Uber says it is opening access to its ride-hailing app to drivers of London’s iconic Black Cabs without discussing the move with their association, which has been waging a campaign against the operator for more than a decade.
The app will be available next year to cabbies registered as Hackney Carriage drivers who have passed "The Knowledge" examination test to prove they can navigate the city without maps or navigation devices. Entrants take years of study to memorize the 25,000 city streets plus notable landmarks and company headquarters.
Now Uber hopes these drivers will join the app in a “partnership” alliance with the company.

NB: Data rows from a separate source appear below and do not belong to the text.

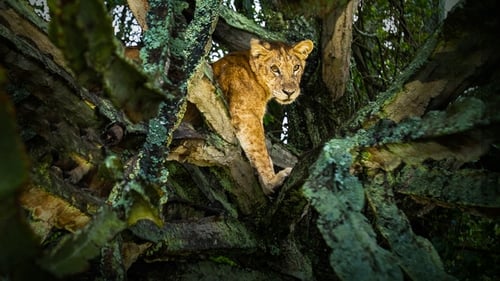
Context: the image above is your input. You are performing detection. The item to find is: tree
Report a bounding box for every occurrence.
[0,0,500,280]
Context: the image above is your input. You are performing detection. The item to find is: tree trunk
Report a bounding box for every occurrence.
[0,0,500,280]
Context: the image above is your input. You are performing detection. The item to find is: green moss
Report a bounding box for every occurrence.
[209,256,238,266]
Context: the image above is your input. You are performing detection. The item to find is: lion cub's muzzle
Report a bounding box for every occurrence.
[273,88,300,104]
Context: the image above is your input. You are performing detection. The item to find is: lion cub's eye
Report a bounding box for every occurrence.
[271,65,280,74]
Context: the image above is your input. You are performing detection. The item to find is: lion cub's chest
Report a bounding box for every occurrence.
[212,39,313,193]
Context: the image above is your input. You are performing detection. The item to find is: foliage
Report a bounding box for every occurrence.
[351,0,441,99]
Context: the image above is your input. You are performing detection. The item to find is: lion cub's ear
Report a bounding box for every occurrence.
[292,40,314,60]
[250,38,271,57]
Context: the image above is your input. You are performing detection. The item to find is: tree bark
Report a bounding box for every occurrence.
[0,0,500,280]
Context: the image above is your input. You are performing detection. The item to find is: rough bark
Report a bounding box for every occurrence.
[0,0,500,280]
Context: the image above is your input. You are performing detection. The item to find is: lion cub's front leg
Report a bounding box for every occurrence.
[233,113,292,194]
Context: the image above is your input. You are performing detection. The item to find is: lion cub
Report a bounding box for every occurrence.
[212,39,314,194]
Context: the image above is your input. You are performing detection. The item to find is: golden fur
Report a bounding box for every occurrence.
[212,39,313,194]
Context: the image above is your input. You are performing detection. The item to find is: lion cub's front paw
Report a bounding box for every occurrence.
[263,167,292,195]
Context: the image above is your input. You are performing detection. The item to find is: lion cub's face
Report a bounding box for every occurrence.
[250,39,314,104]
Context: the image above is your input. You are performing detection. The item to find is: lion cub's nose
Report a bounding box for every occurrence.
[282,89,295,96]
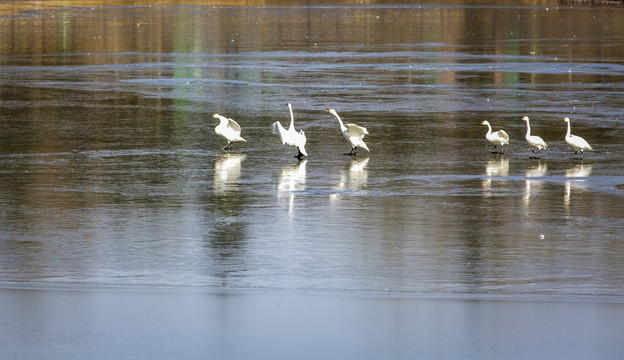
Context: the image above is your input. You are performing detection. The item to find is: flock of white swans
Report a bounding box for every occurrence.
[212,103,593,159]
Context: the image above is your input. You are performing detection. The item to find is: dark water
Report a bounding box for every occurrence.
[0,2,624,301]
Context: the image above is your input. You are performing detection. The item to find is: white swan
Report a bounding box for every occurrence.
[481,120,509,154]
[327,109,370,155]
[212,114,247,150]
[522,116,548,158]
[270,103,308,159]
[563,117,594,158]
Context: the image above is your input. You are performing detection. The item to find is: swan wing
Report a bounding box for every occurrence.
[527,135,548,149]
[568,135,594,151]
[227,118,241,134]
[269,121,287,144]
[345,124,368,139]
[496,130,509,141]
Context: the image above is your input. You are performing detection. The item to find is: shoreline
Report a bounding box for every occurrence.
[0,281,624,304]
[0,287,624,359]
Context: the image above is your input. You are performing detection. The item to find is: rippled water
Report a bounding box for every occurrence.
[0,2,624,297]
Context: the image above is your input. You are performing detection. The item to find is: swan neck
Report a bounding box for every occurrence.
[288,104,295,130]
[566,120,571,137]
[334,113,347,131]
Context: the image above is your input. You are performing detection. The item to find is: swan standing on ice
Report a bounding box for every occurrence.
[481,120,509,154]
[270,103,308,159]
[522,116,548,159]
[563,117,594,159]
[327,109,370,156]
[212,114,247,150]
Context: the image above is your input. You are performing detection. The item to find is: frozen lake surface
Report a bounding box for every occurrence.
[0,1,624,358]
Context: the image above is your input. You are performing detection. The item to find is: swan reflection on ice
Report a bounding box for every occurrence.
[212,154,246,195]
[563,163,592,208]
[277,159,308,216]
[329,158,370,201]
[481,156,509,197]
[522,160,548,205]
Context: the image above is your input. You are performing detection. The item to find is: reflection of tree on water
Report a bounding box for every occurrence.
[522,160,548,205]
[205,154,249,285]
[563,163,592,208]
[482,156,509,196]
[330,157,370,200]
[277,159,308,216]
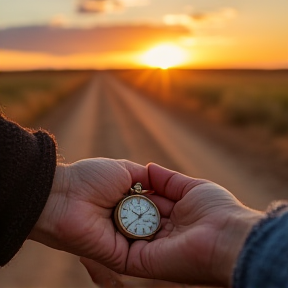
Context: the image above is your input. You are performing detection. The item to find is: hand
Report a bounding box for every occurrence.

However, the BBC reports the Licensed Taxi Drivers' Assn. (LTDA), representing more than 10,000 members, said it was not consulted ahead of Uber's “unilateral announcement” and that joining would be “sullying the trade.”
The association has been fighting against the Uber service since it arrived in the city in 2012, citing a myriad of allegations of passenger abuse from criminal drivers using fake identities to operating without driving licenses or insurance. It championed the movement against the company that saw the regulator, Transport for London, suspend its license to operate in 2017, accusing it of having “a lack of corporate responsibility” with “public safety and security implications.”
The LTDA's general secretary, Steve McNamara, says there is “no demand for this partnership” from the drivers. London's cabbies, he says, have seen “significant growth since the pandemic, with record demand for cabs, more work through taxi apps and huge levels of investment being made in new electric taxis. We don't believe our members will even consider joining the app, given its well-documented poor record on everything from passenger safety to workers' rights in London.”